Dies würde ich so nicht sehen.
Der Hobrechtplan wurde dazu entwickelt, um die Straßenverhältnisse zu verbessern und die Abwasserlösung zu verbessern.

Erstes Ziel Hobrechts war nicht größere Mietshäuser zu bauen. Hobrecht war schließlich Abwasseringenieur

Er sollte auch ein Bebauungsplan für die Umgebungen Berlins mit dem Ziel die Führung von Ring- und Ausfallstraßen (Fluchtlinien) und die Bebauung der Städte Berlin, Charlottenburg und fünf umgebender Gemeinden für die kommenden 50 Jahre zu regeln.
Der Plan gab ein grobes Raster vor.

Er beschäftigte sich nicht mit Veränderungen für die Innenstadt, sondern konzentrierte sich nur auf die Erweiterung.
Es war ein grobes Straßennetz mit Straßenbreiten von 19 bis 68 Metern vorgesehen.

Zitat:
Hobrecht war ein engagierter Befürworter des Berliner Mietshauses, um Segregation zementierende Elendsquartiere, wie er sie in englischen Industriestädten gesehen hatte, zu verhindern und ein „Durcheinanderwohnen“ zu aller Nutzen zu gewährleisten. „Nicht ‘Abschließung’ sondern ‘Durchdringung’ scheint mir aus sittlichen, und darum aus staatlichen Rücksichten das Gebotene zu sein.“

Quelle: http://shiftingreality.wordpress.com/2007/08/17/die-moderne-james-hobrecht/

Danach scheint dieser Hobrecht ein Mensch gewesen zu sein, der dadurch, dass er den Gedanken hatte, dass innerhalb eines Miethauses verschiedene Klassenschichten wohnen, das Wohnklima zu heben.
Er hatte offenbar den Gedanken, dass ein Haus nicht "schlecht und verwahrlost" sein kann, wenn dort Arbeiter wie Bürger oder gar Adel wohnen.
Wohl vertrat er die Meinung, dass dies zu einem gewissen Standard für alle führen könnte.

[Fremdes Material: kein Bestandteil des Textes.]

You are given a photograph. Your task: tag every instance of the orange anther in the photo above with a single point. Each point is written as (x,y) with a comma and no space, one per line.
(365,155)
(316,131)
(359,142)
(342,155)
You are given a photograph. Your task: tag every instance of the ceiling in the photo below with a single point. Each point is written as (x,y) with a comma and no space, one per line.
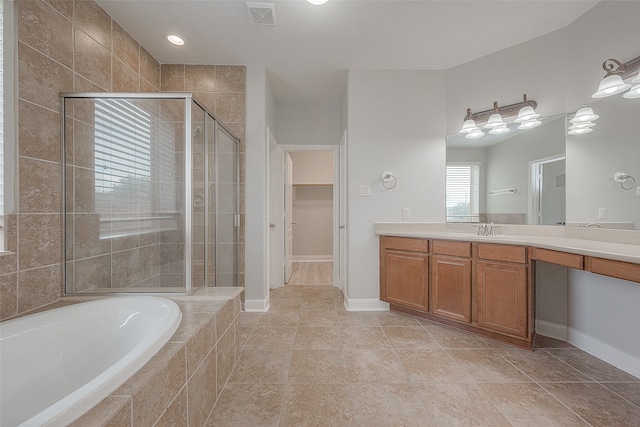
(308,53)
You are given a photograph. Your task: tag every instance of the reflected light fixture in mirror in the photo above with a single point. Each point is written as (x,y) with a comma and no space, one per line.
(527,118)
(613,82)
(582,121)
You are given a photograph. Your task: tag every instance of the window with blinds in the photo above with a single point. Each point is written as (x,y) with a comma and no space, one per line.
(1,124)
(123,187)
(463,192)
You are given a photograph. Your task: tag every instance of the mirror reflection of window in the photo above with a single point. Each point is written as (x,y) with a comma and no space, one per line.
(463,192)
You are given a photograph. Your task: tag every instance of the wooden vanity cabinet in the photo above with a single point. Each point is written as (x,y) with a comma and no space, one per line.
(505,296)
(451,280)
(404,272)
(481,288)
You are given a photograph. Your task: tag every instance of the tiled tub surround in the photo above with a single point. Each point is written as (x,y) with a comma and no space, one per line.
(181,383)
(75,46)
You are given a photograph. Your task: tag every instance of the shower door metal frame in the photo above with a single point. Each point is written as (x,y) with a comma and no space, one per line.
(188,163)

Er hat außerdem auf eine Entwässerung der Wohngebiete hinwirkt, auch hinsichtlich der Kanalisation. Abwässer wurden gesammelt - und wo es nicht anders ging - mittels Dampfkraft ins Umland abgepumpt. Abwässer sollten nicht in die Fliesgewässer eingeleitet werden, sondern über sogenannte Rieselanlagen auf Felder oder Brachwiese ausgebracht werden, wo sie durch die Erde gefiltert werden sollten.